Diffusion-State Policy Optimization for Masked Diffusion Language Models
Daisuke Oba, Hiroki Furuta, Naoaki Okazaki
TL;DR
This paper tackles the problem of coarse credit assignment in terminal-reward policy optimization for masked diffusion language models (MDLMs). It introduces Diffusion-State Policy Optimization (DiSPO), a plug-in layer that performs state-wise, same-state branching at intermediate denoising steps by resampling fillings from cached logits and updating only newly filled tokens, thereby providing finer-grained credit assignment without extra diffusion rollouts. The authors formalize a fixed-state objective, derive a policy-gradient estimator, and show that DiSPO can be combined with terminal-feedback objectives to form a mixed objective with coherent gradients. Empirically, DiSPO yields consistent accuracy gains on math and planning benchmarks (e.g., Sudoku, Countdown, GSM8K, MATH500) for LLaDA-8B-Instruct under matched rollout compute and updates, with variance-reduction benefits from token-local updates and same-state averaging. The results demonstrate that intermediate-state credit assignment can meaningfully improve MDLM reasoning and planning tasks, suggesting broader applicability to diffusion-based NLP models.
Abstract
Masked diffusion language models generate by iteratively filling masked tokens over multiple denoising steps, so learning only from a terminal reward on the final completion yields coarse credit assignment over intermediate decisions.
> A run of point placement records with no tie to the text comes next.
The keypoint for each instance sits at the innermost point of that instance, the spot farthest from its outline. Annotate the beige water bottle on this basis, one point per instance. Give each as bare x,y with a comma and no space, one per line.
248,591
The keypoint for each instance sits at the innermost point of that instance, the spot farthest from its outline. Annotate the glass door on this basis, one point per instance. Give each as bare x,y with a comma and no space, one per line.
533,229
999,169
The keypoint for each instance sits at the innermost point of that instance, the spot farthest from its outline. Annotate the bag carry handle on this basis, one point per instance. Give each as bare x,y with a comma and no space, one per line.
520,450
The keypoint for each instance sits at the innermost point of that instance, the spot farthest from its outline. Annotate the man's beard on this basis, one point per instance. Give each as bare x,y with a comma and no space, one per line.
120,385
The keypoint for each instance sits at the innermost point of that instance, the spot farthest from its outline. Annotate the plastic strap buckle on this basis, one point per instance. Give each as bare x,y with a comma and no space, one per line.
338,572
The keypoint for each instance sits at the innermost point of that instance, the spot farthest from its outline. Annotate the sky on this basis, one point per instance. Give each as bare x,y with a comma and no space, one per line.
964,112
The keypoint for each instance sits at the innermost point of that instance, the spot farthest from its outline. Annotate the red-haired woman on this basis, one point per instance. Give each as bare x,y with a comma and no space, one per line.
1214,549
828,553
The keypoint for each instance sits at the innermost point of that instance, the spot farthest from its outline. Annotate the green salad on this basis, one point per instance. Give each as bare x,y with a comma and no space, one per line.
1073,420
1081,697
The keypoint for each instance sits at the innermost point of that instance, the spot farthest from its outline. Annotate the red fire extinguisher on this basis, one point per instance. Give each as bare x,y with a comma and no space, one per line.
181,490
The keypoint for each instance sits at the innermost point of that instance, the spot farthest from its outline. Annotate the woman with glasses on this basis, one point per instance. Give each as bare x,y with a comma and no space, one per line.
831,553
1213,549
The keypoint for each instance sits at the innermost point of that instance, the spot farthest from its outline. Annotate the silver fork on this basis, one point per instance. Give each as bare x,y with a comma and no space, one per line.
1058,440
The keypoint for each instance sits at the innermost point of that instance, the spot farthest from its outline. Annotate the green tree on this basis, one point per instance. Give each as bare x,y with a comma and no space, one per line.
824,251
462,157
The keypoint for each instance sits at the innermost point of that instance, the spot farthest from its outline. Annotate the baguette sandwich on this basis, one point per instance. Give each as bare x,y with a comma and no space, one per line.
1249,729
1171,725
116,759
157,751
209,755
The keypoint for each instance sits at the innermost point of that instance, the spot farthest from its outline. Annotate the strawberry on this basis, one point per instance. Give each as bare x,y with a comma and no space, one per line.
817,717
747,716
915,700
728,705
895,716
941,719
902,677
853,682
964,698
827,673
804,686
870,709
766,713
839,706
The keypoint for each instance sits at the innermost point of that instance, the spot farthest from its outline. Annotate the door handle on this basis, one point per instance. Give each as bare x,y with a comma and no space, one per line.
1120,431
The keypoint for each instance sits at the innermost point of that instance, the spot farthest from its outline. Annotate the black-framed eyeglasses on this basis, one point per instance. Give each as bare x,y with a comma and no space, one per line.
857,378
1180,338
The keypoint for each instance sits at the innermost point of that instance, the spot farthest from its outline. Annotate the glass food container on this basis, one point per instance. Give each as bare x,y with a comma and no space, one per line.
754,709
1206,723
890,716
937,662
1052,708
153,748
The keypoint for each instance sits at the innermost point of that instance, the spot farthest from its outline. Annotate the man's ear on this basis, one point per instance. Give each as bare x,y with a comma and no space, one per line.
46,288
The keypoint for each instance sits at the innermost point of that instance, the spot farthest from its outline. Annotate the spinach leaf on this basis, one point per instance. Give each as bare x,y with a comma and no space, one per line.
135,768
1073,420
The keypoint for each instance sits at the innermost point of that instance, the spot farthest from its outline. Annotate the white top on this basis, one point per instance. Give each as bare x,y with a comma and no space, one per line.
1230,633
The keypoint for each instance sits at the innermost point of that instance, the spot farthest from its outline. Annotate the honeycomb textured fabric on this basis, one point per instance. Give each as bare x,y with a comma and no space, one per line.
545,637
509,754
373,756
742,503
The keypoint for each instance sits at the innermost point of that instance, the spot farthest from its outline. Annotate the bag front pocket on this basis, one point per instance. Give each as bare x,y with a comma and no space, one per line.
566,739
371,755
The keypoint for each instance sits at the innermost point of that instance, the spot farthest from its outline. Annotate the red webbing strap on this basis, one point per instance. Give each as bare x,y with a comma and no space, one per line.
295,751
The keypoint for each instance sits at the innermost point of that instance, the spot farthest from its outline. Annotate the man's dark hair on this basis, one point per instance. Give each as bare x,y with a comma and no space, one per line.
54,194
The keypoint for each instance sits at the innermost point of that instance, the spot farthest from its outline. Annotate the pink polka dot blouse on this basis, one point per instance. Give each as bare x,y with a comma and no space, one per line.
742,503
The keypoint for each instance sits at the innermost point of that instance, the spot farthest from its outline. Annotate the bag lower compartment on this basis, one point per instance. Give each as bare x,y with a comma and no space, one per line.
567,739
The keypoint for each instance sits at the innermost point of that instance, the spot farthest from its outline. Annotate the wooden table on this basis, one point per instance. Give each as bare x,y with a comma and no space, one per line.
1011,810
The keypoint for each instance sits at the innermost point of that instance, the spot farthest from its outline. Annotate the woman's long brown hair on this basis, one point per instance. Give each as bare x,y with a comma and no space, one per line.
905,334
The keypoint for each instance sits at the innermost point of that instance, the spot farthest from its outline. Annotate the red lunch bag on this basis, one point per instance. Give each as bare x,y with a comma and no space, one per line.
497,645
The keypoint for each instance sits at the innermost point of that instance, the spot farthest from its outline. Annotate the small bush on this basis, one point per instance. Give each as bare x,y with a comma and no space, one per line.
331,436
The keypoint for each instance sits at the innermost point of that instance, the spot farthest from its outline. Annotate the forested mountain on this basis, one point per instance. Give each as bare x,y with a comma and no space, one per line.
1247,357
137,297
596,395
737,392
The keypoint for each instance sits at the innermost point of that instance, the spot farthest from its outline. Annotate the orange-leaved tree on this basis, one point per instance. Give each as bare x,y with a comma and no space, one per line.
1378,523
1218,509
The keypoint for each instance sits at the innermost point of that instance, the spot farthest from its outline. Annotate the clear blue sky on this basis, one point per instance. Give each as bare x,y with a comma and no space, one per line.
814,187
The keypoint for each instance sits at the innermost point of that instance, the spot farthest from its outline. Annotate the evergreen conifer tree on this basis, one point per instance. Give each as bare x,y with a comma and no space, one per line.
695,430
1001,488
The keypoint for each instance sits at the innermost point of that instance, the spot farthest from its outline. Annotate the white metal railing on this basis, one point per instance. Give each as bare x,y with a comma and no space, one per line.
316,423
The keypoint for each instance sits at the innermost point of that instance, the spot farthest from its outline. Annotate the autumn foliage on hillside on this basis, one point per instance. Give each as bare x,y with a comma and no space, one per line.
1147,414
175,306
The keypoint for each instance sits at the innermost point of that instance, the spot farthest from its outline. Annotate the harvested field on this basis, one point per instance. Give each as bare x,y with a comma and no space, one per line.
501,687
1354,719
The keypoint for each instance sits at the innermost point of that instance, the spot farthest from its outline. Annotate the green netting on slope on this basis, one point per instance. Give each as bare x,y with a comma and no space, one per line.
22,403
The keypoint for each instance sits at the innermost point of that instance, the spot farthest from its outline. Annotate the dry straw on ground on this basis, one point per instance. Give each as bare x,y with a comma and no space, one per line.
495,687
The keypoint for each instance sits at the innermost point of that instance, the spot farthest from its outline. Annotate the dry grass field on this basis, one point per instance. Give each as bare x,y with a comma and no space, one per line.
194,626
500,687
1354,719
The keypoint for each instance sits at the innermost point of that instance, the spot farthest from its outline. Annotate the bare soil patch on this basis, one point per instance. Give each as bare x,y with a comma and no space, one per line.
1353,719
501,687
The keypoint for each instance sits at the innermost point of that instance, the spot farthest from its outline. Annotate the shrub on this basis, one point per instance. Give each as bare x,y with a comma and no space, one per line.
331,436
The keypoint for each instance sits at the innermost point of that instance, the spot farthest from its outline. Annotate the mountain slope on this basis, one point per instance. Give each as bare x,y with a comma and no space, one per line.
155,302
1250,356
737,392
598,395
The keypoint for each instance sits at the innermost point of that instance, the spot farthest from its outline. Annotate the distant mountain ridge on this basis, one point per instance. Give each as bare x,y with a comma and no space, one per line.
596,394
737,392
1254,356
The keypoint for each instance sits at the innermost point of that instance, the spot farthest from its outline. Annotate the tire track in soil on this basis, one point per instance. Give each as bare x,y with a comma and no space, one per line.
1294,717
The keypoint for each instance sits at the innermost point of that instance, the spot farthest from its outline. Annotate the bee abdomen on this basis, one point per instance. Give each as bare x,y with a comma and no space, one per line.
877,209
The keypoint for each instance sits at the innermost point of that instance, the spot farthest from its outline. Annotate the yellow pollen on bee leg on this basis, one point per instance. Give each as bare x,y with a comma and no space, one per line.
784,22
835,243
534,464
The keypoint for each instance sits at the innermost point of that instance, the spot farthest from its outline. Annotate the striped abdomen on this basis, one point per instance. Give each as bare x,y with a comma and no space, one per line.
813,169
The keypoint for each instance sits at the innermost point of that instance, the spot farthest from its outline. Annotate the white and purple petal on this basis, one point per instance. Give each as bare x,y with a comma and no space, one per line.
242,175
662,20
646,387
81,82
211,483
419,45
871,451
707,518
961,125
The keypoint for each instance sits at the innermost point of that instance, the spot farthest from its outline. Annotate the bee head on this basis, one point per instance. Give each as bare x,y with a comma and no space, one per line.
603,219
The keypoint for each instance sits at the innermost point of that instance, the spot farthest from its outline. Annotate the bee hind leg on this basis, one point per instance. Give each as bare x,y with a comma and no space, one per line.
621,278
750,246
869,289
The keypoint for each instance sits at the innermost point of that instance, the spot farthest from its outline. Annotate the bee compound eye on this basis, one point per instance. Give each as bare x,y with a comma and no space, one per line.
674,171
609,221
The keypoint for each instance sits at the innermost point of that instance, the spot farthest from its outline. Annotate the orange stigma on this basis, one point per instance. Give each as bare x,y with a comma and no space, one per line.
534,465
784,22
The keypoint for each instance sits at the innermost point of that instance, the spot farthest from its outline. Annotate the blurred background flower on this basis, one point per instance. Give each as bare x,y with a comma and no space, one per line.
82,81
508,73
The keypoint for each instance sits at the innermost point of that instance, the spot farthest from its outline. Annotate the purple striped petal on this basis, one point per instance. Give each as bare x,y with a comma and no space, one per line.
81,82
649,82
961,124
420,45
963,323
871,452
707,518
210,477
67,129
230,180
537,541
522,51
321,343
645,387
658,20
We propose DiSPO (Diffusion-State Policy Optimization), a plug-in credit-assignment layer that directly optimizes intermediate filling decisions. At selected intermediate masked states, DiSPO branches by resampling fillings for the currently masked positions from rollout-cached logits, scores the resulting completions, and updates only the newly filled tokens -- without additional multi-step diffusion rollouts. We formalize a fixed-state objective for branched completions and derive a policy-gradient estimator that can be combined with terminal-feedback policy optimization using the same rollouts. On LLaDA-8B-Instruct, DiSPO consistently improves over the terminal-feedback diffu-GRPO baseline on math and planning benchmarks under matched rollout compute and optimizer steps. Our code will be available at https://daioba.github.io/dispo .